The week progressed and things got worse, but it wasn't only at home, but at school as well. He wasn't wanting to be in the classroom--something that is very out of character for him. He was emotional and very clingy. He was also having disciplinary issues.
Friday rolls around and his emotional rollercoaster has left me feeling like I was dangling off the top of the rollercoaster hanging on by a thread. I was in tears--something I rarely do. His temper, emotions and attitude were all over the place. It was at this point that I knew SOMETHING was not right. Something had triggered this, and it wasn't just the full moon.
I was talking to his aid--a wonderful woman who has been a blessing to us--and she deduced the same thing I did. Something just wasn't right. Our baby is the sweetest, kindest and funniest child I know. His smile alone is enough to put just about anyone in a good mood. When he's upset, it's serious.
Now, in case you don't know much about children with ASD, communication isn't always easy for them. Our son is verbal but in a lot of instances, they aren't. Even if they are verbal, they don't always understand how to vocalize or tell you what is wrong. This is what was happening. Something was bothering him, but we couldn't figure out what.
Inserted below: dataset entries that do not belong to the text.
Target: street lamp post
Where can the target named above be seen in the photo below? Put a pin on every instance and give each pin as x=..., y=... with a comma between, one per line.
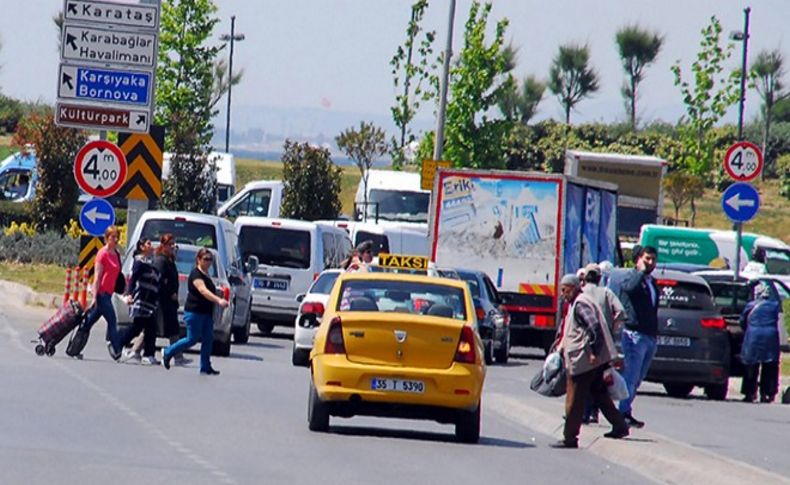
x=233, y=37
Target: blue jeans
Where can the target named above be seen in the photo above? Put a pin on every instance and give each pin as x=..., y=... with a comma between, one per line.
x=639, y=350
x=103, y=308
x=200, y=327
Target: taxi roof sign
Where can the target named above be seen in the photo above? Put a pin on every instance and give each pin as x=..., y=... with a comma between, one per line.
x=403, y=261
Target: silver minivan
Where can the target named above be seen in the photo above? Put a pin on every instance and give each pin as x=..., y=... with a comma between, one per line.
x=291, y=254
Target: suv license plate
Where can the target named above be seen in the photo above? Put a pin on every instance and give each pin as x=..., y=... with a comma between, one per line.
x=397, y=385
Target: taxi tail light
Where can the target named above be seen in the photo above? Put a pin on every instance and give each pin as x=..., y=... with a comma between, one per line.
x=716, y=322
x=313, y=307
x=334, y=338
x=465, y=352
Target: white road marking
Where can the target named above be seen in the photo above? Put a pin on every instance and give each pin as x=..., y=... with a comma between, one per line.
x=654, y=456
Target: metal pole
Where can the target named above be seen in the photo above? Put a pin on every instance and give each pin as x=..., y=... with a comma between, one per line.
x=739, y=225
x=230, y=82
x=439, y=138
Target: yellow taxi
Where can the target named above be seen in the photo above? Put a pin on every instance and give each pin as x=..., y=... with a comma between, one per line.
x=398, y=345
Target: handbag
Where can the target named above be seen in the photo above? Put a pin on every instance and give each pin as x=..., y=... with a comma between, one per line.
x=550, y=380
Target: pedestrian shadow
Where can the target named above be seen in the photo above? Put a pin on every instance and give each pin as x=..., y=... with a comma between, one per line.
x=421, y=436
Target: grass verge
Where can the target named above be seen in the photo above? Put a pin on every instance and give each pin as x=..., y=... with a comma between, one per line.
x=43, y=278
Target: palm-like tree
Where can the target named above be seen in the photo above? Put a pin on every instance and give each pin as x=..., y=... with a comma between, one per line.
x=637, y=48
x=767, y=72
x=571, y=78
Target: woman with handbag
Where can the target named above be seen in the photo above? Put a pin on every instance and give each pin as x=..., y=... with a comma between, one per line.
x=107, y=279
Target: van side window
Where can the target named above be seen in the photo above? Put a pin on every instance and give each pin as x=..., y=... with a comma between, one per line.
x=255, y=203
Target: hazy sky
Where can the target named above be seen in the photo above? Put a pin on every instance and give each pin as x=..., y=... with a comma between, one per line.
x=334, y=54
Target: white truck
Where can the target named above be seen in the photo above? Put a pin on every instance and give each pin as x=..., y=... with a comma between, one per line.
x=524, y=230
His aid and I proceeded to pick apart every hour of every day, searching for a reason behind his behavior.
Finally, something clicked.
"You know, he said Ms. M go doctor. She's with Jesus now!" his aid said suddenly.
One by one the puzzle pieces began to click into place and as each piece fit together my heart broke.
On November 8th I had to take our 8month old lab to the vet "the doctor" and leave him. Unfortunately, he passed away when he was there. So we had to tell our son that Hercules is with Jesus now.
Ahhhh, you all see where I'm going with this right?
Well, Ms. M had a surgery over Thanksgiving break and wouldn't return to school until after Christmas vacation. The class knew she went to the doctor, but when she didn't come back, my baby thought she'd passed away.
It was why he no longer wanted to spend time in the classroom.
It was why his mood swings were erratic.
It was why he was angery.
It was why he would suddenly burst into tears without warning.
It was why he screamed.
It was why he broke things.
It was why my heart broke for him. My sweet, sweet baby thought that his beloved teacher had passed away and wasn't coming back. He didn't understand because she simply wasn't there anymore.
Thankfully, the sweet angel of a teacher called him the following Monday morning. His aid said his face lit up into the brightest smile. She then came in a few days later and had lunch with him.
Everything has returned back to normal--> whatever that means.
But the most helpless I have ever felt was watching my son go through something with no way of expressing or understanding what he was going through. Watching him go through all of that and not being able to help him is my very definition of hell.